Но до апогея кичливого пафоса в рассуждениях Благовест-Серебряного дело, так и не дошло. Во-первых, параллельно вспоминаемому стихотворению вошло в Николая Андреевича вдруг нечто нетленное: «Изящность – блеф, словесность – вздор, / Цена сонету – луидор …». А главное, отвлёк его шум и гам в автобусе. Некая перепалка, что возникла в передней части салона, становилась всё громче и громче. Как удалось уловить Николаю Андреевичу со своего места «на камчатке» речь шла о безбилетнике. Некто, зайдя в автобус, по-тихому пробрался за спиной кондуктора вглубь салона, и где взялся за подпотолочный поручень с абсолютным видом абсолютно безгрешного пассажира. Но чем-то его напускная непорочность всё ж таки не сработала, и вскоре этот мелкий пройдоха бдительным кондуктором был громогласно изобличён.
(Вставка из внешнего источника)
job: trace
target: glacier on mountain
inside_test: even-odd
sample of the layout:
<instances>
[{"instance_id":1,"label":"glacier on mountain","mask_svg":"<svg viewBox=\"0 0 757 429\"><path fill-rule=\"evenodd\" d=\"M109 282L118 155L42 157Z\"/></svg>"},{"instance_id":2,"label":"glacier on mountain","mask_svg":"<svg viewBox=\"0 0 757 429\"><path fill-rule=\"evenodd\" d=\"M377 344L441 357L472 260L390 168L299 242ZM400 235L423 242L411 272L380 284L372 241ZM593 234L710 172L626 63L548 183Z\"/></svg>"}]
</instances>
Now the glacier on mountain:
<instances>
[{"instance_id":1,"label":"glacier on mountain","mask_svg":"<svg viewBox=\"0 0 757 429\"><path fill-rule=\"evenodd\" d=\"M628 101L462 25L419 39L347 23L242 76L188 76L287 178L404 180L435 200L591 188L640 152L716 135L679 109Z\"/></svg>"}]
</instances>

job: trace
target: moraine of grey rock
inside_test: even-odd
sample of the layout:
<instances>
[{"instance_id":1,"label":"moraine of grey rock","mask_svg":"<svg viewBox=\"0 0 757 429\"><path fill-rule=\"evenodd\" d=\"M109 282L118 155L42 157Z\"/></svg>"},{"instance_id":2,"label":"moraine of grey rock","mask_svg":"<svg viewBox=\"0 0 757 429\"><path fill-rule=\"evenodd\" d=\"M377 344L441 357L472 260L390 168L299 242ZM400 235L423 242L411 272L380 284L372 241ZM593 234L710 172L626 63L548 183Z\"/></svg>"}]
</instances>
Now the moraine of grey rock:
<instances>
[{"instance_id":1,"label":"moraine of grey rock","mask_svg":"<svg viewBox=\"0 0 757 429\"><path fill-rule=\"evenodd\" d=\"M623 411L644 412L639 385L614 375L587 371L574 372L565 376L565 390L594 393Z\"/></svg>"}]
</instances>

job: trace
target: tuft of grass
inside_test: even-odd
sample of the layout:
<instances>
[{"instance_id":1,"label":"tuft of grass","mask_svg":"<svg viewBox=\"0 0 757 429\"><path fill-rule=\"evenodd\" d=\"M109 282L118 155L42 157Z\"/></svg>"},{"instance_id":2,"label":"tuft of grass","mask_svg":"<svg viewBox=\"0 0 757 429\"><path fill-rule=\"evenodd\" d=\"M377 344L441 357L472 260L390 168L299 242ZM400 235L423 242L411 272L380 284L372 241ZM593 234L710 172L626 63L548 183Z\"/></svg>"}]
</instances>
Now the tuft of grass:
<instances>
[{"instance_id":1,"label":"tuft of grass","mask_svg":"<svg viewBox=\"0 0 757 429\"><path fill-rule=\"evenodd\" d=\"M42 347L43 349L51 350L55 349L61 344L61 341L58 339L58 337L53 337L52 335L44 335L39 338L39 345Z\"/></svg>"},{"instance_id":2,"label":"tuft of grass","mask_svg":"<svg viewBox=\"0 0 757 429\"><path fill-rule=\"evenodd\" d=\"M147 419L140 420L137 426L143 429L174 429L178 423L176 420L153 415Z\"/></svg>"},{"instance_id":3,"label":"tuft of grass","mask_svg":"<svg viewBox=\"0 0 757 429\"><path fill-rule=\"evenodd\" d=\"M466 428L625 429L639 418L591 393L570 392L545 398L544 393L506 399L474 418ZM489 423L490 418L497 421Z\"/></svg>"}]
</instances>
Тут Николай Андреевич и сам вспомнил о своём неоплаченном проезде, хотя несколько нужных на автобусный билет монет были давно им приготовлены в накладном кармашке рубашки.
Да, уж – ситуация! Впрочем, ситуация для поэта простительная. Они, поэты, когда им рифма в голову вступит – они живут в измерениях отнюдь не земных. Впрочем, своё реноме земное Благовест-Серебряный ревностно чтил, и уподобляться всяким мелким проходимцам было ему, ой, как не с руки.
Тем более, кто не пойман – тот не вор. Вот и остановка какая-то вовремя подвернулась. И Николай Андреевич, соскочив с нагретого места (и уж недосуг обсасывать удачную рифму: «сияет – сочиняет» (тут надо бочком-бочком, «бестелесно» просочиться мимо конфликтующих сторон (кондуктора и незадачливого безбилетного пассажира, то есть))) и туда, к дверям, на выход.
<17:38 (рифмы шестнадцатая – восемнадцатая) 17:44>
Николай Андреевич вышел из автобуса, но радость его была не долгой. Несколько монет благополучно сэкономлено, но путь домой предстоял всё ж таки не близкий. Путь поэта – он неблизкий завсегда, и завсегда нелёгкий.
Особенно, когда пустой. Без единой строфы, то есть. Что? – если идёшь ты по свежему мощённому тротуару мимо ухоженных фасадов не облупленных краской домов – что в этом милого для сердца русского поэта, извечного поборника сермяжного отеческого бытия? Ни окурка тебе нигде не валяется, ни помятой клумбы …. А нет, окурок, вон тот, с губной помадой на мундштуке, брошен всё ж таки мимо урны! Факт для такого поборника «немытой России», как поэт Благовест-Серебряный «гениальный – идеальный»20.